Preserving my mental balance was really challenging.
It was especially difficult to adapt to this really high volume of information, and figuring out how to organize and use it effectively to create applications. During that process, tech debt kept piling up. It took so much time just to keep up with everything we were learning, especially when I ran into language problems.
Having said that, I'd decided from the start to take this very seriously, so I put myself under perhaps even more pressure. I devoted myself to absorbing everything as fast as possible. Sometimes I'd feel totally unable to move forward because I couldn't understand what I was working on. So it became very important to create coping strategies to deal with the stress of those situations, and that was one of the most important things I learned through the course.
What was the most unexpectedly positive part of the course for you?
My classmates became like a family to me, and I was so happy to spend time with them.
Everyone in my class was studying toward the same goal, so I always enjoyed any moments spent together with them. I think there's nowhere else in Japan where you can learn coding in such an international environment. It was a deeply important experience.
How did you change after finishing the Immersive course?
I gained a lot of technical knowledge, and the difficulty I used to have creating applications disappeared. On top of that, I now have a better grasp on what knowledge I have, versus what knowledge I don't yet have.
Other than technical skills, I've also gained a lot of confidence in my ability to adapt and persevere. For me, working overseas has always been a priority. Being able to study in an international environment for 3 months and present in English countless times is something I consider a personal accomplishment. Through the Immersive course I was truly able to experience the world.
Any advice for future students?
The best 3 months of your life are about to begin. This is an opportunity to learn, so dive in.
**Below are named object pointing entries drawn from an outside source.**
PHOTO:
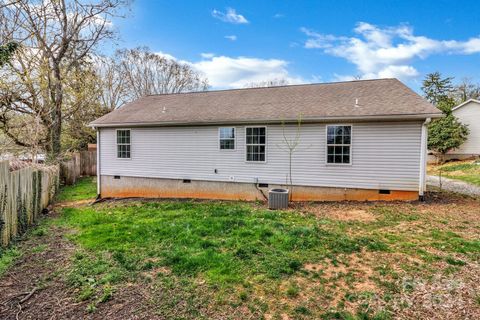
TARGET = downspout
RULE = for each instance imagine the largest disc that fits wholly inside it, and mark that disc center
(98, 165)
(423, 161)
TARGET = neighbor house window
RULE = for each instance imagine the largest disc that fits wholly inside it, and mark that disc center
(256, 142)
(227, 138)
(123, 144)
(339, 144)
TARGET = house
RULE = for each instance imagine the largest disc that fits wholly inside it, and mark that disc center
(359, 140)
(468, 113)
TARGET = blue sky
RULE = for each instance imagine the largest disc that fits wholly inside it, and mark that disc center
(237, 42)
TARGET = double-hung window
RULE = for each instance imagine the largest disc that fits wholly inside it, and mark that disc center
(123, 144)
(339, 144)
(256, 140)
(227, 138)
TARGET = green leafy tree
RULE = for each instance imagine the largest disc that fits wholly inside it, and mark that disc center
(436, 88)
(446, 133)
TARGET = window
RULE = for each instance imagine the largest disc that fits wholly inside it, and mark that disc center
(256, 142)
(339, 140)
(123, 144)
(227, 138)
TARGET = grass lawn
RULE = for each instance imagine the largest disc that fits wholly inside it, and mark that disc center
(467, 171)
(235, 260)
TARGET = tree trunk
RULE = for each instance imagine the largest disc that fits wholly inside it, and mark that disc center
(56, 127)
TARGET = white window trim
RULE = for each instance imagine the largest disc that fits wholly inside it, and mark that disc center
(266, 144)
(326, 144)
(234, 139)
(116, 143)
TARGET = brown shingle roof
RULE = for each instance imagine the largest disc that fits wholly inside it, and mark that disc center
(377, 99)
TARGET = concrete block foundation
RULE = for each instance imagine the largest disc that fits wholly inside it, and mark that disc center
(126, 187)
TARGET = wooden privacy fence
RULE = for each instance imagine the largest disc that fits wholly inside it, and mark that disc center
(24, 193)
(83, 163)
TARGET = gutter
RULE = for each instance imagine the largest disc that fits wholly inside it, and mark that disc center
(423, 161)
(399, 117)
(99, 192)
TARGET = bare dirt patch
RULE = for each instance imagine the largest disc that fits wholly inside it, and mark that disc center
(34, 287)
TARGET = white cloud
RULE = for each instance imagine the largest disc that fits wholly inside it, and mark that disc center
(231, 16)
(386, 52)
(229, 72)
(207, 55)
(231, 37)
(225, 72)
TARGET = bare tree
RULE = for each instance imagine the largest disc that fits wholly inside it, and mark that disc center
(56, 36)
(145, 72)
(290, 144)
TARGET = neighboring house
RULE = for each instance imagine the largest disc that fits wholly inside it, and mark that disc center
(468, 113)
(360, 140)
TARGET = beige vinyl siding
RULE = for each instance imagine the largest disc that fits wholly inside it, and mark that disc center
(384, 156)
(469, 114)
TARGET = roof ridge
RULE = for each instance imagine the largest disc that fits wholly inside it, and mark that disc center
(272, 87)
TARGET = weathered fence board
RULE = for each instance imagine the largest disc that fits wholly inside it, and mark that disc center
(24, 193)
(83, 163)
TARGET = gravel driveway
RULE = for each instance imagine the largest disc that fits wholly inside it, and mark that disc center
(454, 186)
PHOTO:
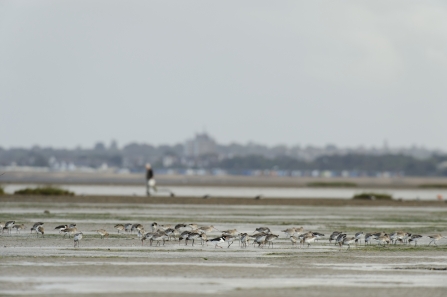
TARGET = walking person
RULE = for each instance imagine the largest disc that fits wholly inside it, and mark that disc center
(150, 181)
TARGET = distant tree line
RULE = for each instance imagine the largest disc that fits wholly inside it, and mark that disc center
(134, 156)
(351, 162)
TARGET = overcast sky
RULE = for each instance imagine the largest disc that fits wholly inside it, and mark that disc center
(273, 72)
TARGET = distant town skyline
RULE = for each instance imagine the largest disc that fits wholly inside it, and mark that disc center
(204, 142)
(350, 73)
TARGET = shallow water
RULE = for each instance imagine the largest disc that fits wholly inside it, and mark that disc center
(269, 192)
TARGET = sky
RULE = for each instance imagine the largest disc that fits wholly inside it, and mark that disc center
(347, 73)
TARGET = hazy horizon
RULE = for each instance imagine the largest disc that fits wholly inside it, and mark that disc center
(291, 72)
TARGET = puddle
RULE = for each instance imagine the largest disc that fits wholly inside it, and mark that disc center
(93, 263)
(92, 285)
(386, 267)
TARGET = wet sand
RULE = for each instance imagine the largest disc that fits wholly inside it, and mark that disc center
(121, 265)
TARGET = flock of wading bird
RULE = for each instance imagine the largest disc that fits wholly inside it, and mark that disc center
(261, 236)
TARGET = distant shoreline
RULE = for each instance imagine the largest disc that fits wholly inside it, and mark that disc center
(314, 202)
(82, 178)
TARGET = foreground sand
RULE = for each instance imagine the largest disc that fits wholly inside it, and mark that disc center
(119, 265)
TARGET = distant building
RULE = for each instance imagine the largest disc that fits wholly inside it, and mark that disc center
(200, 145)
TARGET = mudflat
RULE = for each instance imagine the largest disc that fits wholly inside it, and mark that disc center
(119, 264)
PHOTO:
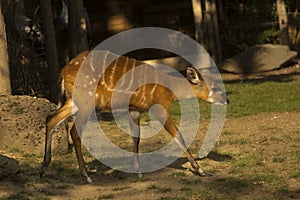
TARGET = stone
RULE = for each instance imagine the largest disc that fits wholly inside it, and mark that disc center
(8, 166)
(259, 58)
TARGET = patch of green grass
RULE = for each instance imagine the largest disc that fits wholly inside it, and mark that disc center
(255, 97)
(188, 181)
(244, 164)
(173, 198)
(279, 159)
(106, 196)
(24, 195)
(159, 188)
(179, 174)
(238, 141)
(296, 174)
(120, 188)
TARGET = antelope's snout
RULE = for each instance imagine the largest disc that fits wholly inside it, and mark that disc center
(217, 97)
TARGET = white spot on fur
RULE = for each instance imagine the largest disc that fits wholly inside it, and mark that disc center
(210, 93)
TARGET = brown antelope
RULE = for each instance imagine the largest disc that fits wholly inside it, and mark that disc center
(141, 99)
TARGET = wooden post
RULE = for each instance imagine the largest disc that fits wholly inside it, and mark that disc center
(50, 44)
(216, 31)
(198, 21)
(283, 22)
(211, 47)
(77, 28)
(5, 87)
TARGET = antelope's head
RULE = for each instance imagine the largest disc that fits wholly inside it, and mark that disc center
(209, 93)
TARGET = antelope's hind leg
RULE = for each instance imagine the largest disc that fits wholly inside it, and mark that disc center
(76, 131)
(135, 135)
(52, 121)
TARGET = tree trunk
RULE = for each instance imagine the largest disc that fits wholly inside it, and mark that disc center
(50, 45)
(283, 22)
(77, 28)
(217, 40)
(5, 87)
(198, 21)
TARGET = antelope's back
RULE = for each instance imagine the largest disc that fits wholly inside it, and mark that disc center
(133, 82)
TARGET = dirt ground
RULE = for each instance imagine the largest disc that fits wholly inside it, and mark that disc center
(271, 138)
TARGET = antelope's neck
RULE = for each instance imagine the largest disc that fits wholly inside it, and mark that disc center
(181, 88)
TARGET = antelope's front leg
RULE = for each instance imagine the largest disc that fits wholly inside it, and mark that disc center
(135, 134)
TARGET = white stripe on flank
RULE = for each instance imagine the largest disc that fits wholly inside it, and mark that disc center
(104, 67)
(155, 85)
(111, 77)
(124, 70)
(131, 75)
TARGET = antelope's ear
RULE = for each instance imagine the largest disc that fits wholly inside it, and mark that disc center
(192, 75)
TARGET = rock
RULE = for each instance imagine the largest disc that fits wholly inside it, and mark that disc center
(23, 124)
(8, 166)
(259, 58)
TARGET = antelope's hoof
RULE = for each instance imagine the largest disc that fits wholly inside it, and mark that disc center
(201, 173)
(140, 176)
(88, 180)
(43, 170)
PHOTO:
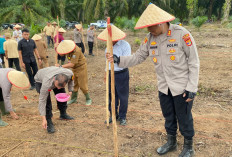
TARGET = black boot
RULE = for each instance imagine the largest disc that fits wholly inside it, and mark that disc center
(50, 126)
(188, 149)
(65, 116)
(169, 146)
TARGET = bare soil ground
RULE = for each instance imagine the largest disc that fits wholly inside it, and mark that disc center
(87, 135)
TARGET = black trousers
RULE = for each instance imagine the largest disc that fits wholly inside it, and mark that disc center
(121, 93)
(90, 47)
(2, 57)
(16, 63)
(62, 106)
(1, 95)
(32, 66)
(176, 109)
(81, 45)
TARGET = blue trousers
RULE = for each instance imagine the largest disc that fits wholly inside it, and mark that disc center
(176, 109)
(121, 93)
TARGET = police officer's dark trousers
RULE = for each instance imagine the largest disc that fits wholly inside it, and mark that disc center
(176, 109)
(62, 106)
(121, 92)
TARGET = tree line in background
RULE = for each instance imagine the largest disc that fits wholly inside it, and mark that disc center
(35, 12)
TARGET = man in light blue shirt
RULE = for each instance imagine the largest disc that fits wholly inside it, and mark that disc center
(120, 48)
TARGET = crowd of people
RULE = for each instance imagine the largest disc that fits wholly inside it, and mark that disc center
(171, 48)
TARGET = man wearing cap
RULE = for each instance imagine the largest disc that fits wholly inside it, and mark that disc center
(2, 52)
(27, 48)
(11, 51)
(90, 39)
(76, 61)
(60, 38)
(9, 77)
(78, 37)
(42, 49)
(52, 78)
(120, 48)
(174, 53)
(17, 34)
(49, 33)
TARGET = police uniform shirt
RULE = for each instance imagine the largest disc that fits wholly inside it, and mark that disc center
(175, 58)
(77, 36)
(48, 30)
(6, 87)
(90, 35)
(11, 46)
(27, 47)
(46, 77)
(77, 58)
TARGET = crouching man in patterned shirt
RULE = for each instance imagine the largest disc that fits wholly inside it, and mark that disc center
(52, 78)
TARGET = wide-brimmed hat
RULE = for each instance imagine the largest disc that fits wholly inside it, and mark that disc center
(117, 34)
(61, 30)
(7, 35)
(65, 47)
(18, 79)
(54, 23)
(17, 26)
(36, 37)
(153, 15)
(78, 26)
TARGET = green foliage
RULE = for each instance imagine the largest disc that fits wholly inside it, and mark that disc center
(199, 21)
(137, 41)
(62, 23)
(175, 21)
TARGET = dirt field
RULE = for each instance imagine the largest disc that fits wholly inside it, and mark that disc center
(87, 135)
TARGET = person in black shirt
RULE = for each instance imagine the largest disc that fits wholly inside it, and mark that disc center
(26, 48)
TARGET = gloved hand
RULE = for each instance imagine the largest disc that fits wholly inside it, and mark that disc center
(189, 96)
(116, 59)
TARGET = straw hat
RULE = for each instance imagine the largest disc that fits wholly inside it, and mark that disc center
(65, 47)
(78, 26)
(17, 26)
(36, 37)
(153, 15)
(61, 30)
(18, 79)
(7, 35)
(117, 34)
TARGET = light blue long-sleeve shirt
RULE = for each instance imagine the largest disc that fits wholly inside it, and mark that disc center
(121, 48)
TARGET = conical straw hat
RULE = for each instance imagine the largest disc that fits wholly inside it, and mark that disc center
(78, 26)
(61, 30)
(36, 37)
(117, 34)
(18, 79)
(153, 15)
(17, 26)
(65, 47)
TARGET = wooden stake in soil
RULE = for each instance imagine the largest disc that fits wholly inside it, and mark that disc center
(57, 41)
(82, 32)
(110, 48)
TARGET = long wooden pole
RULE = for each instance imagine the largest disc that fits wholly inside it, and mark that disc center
(82, 32)
(57, 40)
(110, 48)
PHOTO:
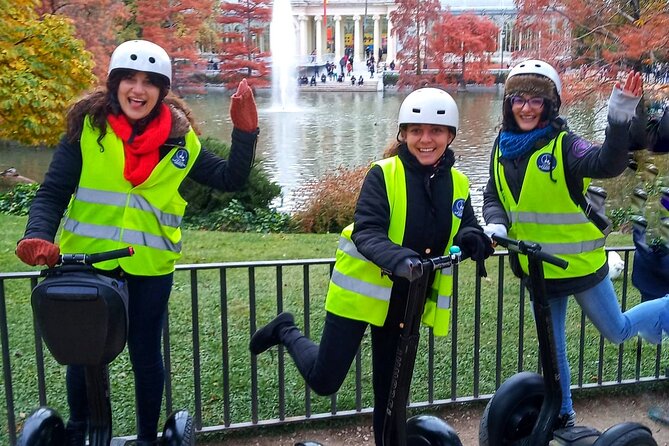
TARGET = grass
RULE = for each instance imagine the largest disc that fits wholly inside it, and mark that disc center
(205, 247)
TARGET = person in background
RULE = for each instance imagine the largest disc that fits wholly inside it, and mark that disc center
(536, 156)
(650, 271)
(115, 176)
(413, 205)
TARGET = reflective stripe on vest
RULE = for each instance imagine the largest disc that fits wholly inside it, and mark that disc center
(546, 214)
(437, 312)
(358, 288)
(108, 212)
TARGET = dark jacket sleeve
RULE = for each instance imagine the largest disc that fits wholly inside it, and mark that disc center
(53, 195)
(231, 174)
(493, 211)
(372, 220)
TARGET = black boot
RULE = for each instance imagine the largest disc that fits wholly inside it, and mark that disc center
(268, 336)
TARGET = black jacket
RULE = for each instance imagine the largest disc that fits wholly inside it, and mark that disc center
(428, 225)
(583, 159)
(64, 171)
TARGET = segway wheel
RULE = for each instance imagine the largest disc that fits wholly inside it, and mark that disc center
(512, 412)
(626, 434)
(428, 430)
(179, 430)
(44, 427)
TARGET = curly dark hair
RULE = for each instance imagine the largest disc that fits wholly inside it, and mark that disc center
(103, 101)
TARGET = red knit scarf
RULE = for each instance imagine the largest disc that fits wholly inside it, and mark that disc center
(142, 153)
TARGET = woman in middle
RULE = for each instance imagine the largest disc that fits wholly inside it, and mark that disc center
(413, 204)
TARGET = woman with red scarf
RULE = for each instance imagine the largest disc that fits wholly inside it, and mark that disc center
(115, 176)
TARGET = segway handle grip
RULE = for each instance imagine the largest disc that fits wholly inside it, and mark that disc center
(90, 259)
(529, 248)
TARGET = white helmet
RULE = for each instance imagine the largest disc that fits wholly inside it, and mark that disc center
(141, 55)
(429, 106)
(539, 67)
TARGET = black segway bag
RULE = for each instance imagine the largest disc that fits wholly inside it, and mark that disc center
(82, 316)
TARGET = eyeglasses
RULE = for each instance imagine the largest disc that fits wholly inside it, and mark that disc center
(519, 102)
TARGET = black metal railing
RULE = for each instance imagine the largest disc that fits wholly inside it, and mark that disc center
(214, 309)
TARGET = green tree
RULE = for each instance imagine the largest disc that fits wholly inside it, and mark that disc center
(412, 23)
(42, 68)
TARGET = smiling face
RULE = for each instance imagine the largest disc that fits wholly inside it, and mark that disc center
(137, 95)
(527, 111)
(427, 142)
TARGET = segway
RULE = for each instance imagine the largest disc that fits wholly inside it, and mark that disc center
(83, 320)
(525, 408)
(419, 430)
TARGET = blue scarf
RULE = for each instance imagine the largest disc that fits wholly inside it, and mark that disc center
(512, 145)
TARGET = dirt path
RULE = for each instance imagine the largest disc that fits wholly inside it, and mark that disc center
(592, 409)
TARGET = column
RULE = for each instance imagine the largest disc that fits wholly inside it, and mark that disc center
(390, 42)
(319, 37)
(357, 40)
(377, 37)
(304, 39)
(339, 53)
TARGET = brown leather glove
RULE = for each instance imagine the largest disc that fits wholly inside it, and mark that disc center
(243, 110)
(35, 251)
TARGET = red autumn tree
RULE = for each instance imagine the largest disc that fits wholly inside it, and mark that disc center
(175, 26)
(239, 53)
(413, 21)
(461, 47)
(599, 37)
(96, 23)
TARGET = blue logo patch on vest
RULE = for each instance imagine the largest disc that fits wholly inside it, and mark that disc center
(459, 207)
(180, 159)
(546, 162)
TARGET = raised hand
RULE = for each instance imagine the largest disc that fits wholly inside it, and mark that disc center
(243, 111)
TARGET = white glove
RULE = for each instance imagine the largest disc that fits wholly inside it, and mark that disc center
(494, 229)
(622, 106)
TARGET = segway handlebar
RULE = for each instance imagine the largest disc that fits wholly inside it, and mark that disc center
(441, 262)
(89, 259)
(529, 248)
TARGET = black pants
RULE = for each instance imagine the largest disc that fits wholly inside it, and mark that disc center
(147, 305)
(325, 366)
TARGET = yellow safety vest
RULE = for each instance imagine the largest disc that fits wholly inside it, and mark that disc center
(107, 212)
(546, 214)
(360, 290)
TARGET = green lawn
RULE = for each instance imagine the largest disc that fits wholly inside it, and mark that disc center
(208, 247)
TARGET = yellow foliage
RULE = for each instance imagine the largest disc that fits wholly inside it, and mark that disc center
(43, 67)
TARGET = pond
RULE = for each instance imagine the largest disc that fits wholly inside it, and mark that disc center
(333, 129)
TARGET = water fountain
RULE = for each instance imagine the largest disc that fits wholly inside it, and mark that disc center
(283, 45)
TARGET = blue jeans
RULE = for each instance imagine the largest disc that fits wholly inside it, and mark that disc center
(325, 366)
(600, 305)
(147, 305)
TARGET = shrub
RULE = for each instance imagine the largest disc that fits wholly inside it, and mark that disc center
(258, 192)
(329, 202)
(17, 201)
In order to grow, you have to step from the boundaries of what you know into the territory of what you don't. You may be scared of failure, but you still have to try. Even if you understand this on an intellectual level, actually doing it is still extremely hard. However, at Code Chrysalis they create an environment where it's okay to fail--where it is understood that failure is part of the process of growth--so there's nothing to worry about.
It's a coding bootcamp, so of course you're coming to learn software engineering. But there will be a lot of learning opportunities outside of the technical ones, so stay open to those as well.